Paper presented at the 23rd Annual Southern African Transport Conference 12 - 15 July 2004 "Getting recognition for the importance of transport", CSIR International Convention Centre, Pretoria, South Africa. The Langkloof, a fertile agricultural district producing mainly deciduous fruit for export, can
be described as a narrow, elongated valley wedged between the Tsitsikamma- and Kouga
mountain ranges. Transportation infrastructure serving this region is limited to a single-lane
surfaced road, Route 62, and a narrow gauge railway line. While the road pavement is
deteriorating at an alarming rate because of damage caused by an increasing number of
heavy freight vehicles, the rail capacity remains under-utilised.

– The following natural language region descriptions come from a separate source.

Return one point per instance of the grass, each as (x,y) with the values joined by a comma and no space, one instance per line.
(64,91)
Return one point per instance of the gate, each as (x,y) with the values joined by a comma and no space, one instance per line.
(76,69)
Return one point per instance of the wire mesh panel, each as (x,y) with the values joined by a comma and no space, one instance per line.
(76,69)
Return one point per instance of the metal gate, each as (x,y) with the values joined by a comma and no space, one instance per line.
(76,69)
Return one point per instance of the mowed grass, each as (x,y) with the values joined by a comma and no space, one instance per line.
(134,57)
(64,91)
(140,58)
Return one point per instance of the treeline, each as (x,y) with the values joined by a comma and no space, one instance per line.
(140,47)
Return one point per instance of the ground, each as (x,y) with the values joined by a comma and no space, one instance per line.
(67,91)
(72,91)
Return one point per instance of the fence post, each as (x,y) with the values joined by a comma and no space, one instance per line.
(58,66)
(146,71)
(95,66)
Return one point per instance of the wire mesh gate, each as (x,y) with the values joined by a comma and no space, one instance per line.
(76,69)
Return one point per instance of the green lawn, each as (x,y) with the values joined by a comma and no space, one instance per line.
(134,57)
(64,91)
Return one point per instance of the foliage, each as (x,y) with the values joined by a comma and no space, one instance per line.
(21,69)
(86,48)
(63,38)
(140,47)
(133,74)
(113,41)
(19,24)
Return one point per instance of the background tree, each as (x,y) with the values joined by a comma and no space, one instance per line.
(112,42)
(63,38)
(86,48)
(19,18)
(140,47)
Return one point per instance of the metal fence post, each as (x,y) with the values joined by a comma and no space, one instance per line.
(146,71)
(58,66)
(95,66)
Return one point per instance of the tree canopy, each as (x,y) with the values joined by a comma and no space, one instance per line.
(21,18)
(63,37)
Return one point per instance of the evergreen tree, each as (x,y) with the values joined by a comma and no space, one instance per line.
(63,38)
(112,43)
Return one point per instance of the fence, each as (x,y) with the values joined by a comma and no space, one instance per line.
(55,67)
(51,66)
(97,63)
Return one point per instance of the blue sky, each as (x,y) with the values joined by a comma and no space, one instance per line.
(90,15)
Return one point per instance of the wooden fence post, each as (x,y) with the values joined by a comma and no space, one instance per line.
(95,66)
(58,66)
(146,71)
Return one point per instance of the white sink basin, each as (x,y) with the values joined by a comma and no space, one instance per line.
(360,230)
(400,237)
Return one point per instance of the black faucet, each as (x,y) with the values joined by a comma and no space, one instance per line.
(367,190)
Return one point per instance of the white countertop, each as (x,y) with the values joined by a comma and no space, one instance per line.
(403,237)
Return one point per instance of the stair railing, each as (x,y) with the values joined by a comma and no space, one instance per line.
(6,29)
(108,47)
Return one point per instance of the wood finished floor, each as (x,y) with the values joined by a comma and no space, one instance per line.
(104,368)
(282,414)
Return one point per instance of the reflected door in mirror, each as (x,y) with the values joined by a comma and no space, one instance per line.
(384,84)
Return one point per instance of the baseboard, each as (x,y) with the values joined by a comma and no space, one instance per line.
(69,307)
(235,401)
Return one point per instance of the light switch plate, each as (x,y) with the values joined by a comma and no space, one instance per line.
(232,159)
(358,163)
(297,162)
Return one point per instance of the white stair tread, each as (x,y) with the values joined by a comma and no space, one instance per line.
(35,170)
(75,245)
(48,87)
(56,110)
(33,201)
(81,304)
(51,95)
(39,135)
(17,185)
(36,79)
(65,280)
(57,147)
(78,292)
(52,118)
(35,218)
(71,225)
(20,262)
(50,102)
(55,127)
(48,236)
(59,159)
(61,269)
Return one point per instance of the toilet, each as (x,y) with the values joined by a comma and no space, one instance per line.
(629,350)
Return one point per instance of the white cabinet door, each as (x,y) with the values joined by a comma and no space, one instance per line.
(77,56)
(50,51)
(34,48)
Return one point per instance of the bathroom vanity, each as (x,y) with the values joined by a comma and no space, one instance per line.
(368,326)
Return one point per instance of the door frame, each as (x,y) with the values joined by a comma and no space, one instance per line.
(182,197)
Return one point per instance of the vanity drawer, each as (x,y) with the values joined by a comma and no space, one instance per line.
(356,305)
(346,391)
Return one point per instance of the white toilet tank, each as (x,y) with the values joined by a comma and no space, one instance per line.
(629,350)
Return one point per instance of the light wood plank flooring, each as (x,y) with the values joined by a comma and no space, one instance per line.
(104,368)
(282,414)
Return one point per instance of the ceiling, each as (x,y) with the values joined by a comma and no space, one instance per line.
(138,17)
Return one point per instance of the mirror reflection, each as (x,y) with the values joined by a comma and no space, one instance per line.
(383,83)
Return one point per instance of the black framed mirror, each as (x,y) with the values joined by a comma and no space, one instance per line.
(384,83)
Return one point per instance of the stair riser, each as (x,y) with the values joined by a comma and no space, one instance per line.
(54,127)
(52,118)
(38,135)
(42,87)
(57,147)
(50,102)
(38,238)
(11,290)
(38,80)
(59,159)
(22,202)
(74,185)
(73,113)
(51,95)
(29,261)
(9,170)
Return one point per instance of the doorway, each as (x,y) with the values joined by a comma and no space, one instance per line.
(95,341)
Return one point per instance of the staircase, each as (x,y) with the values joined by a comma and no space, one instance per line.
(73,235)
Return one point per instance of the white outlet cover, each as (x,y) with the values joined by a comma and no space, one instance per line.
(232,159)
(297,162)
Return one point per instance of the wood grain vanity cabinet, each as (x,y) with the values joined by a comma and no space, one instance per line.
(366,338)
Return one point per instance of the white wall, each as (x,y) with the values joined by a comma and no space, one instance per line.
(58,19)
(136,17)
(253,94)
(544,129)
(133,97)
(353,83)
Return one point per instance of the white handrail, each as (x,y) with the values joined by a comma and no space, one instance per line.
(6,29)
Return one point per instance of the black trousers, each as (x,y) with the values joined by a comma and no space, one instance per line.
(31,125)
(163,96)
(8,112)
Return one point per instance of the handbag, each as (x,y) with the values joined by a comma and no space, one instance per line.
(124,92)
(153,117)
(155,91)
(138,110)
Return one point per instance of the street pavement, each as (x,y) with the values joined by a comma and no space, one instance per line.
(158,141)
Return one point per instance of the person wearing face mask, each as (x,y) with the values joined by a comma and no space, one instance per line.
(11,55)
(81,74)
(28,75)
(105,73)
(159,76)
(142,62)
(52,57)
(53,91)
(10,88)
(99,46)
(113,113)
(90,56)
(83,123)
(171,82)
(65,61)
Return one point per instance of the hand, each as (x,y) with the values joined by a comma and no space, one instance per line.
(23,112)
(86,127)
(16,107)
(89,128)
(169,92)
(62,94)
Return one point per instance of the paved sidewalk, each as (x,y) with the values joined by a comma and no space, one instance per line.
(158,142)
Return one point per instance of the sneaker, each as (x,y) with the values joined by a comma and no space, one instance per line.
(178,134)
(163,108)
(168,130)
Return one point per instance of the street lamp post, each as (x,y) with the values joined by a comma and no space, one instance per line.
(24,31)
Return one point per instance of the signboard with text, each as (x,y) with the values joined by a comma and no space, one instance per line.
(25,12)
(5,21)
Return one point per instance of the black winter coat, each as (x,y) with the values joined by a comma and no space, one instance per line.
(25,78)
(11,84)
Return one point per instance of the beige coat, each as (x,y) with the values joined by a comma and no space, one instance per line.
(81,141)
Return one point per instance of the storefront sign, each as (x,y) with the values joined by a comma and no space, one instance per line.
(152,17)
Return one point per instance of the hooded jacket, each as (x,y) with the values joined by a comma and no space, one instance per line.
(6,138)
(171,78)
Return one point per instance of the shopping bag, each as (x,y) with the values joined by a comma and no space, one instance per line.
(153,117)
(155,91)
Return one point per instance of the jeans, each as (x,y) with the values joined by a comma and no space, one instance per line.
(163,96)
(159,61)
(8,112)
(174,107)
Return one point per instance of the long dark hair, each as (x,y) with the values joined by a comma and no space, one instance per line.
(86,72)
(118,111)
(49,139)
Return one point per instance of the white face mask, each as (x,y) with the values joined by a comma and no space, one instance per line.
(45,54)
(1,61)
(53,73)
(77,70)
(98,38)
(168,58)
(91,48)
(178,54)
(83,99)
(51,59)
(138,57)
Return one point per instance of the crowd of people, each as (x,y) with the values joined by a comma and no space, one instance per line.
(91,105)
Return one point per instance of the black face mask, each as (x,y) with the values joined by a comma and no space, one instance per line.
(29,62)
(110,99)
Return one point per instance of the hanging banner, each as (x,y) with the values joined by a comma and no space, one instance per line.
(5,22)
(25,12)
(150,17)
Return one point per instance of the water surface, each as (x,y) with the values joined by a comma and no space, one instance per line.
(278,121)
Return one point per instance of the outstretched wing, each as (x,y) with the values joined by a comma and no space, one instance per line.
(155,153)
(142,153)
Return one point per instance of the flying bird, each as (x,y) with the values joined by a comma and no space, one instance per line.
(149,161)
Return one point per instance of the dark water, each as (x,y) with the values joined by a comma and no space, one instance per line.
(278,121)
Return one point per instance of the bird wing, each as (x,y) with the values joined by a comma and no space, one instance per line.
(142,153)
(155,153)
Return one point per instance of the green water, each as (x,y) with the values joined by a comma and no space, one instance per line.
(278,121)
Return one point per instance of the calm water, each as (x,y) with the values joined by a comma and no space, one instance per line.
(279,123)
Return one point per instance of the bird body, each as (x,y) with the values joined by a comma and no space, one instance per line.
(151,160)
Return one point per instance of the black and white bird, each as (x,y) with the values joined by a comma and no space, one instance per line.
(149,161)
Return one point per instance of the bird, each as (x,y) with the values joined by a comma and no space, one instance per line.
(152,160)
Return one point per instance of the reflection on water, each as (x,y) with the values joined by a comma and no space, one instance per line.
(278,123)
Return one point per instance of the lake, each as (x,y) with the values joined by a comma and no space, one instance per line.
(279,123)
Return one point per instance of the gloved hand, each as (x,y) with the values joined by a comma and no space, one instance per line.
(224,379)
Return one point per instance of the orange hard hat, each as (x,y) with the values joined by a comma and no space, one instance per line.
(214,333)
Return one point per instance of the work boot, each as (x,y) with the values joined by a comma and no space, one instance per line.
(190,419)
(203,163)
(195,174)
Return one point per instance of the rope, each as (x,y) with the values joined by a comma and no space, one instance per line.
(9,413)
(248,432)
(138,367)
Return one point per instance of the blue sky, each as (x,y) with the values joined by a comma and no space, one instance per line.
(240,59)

The future of the rail link has been in jeopardy because of negative growth in
income-generating traffic. However, since the beginning of 2003, a determined and successful
effort has been made to shift bulk freight from road to rail to improve usage of existing rail
assets. The increase in rail borne traffic has necessitated the re-opening of previously
abandoned sections of the railway and has also reduced heavy vehicular traffic on the R62.
This paper reports on progress towards improving the efficiency and profitability of rail
operations. It is anticipated that retaining and expanding the rail service in the Langkloof will
not only complement existing road transport, but also serve as a competitive alternative,
which can only impact positively on the economy of this region.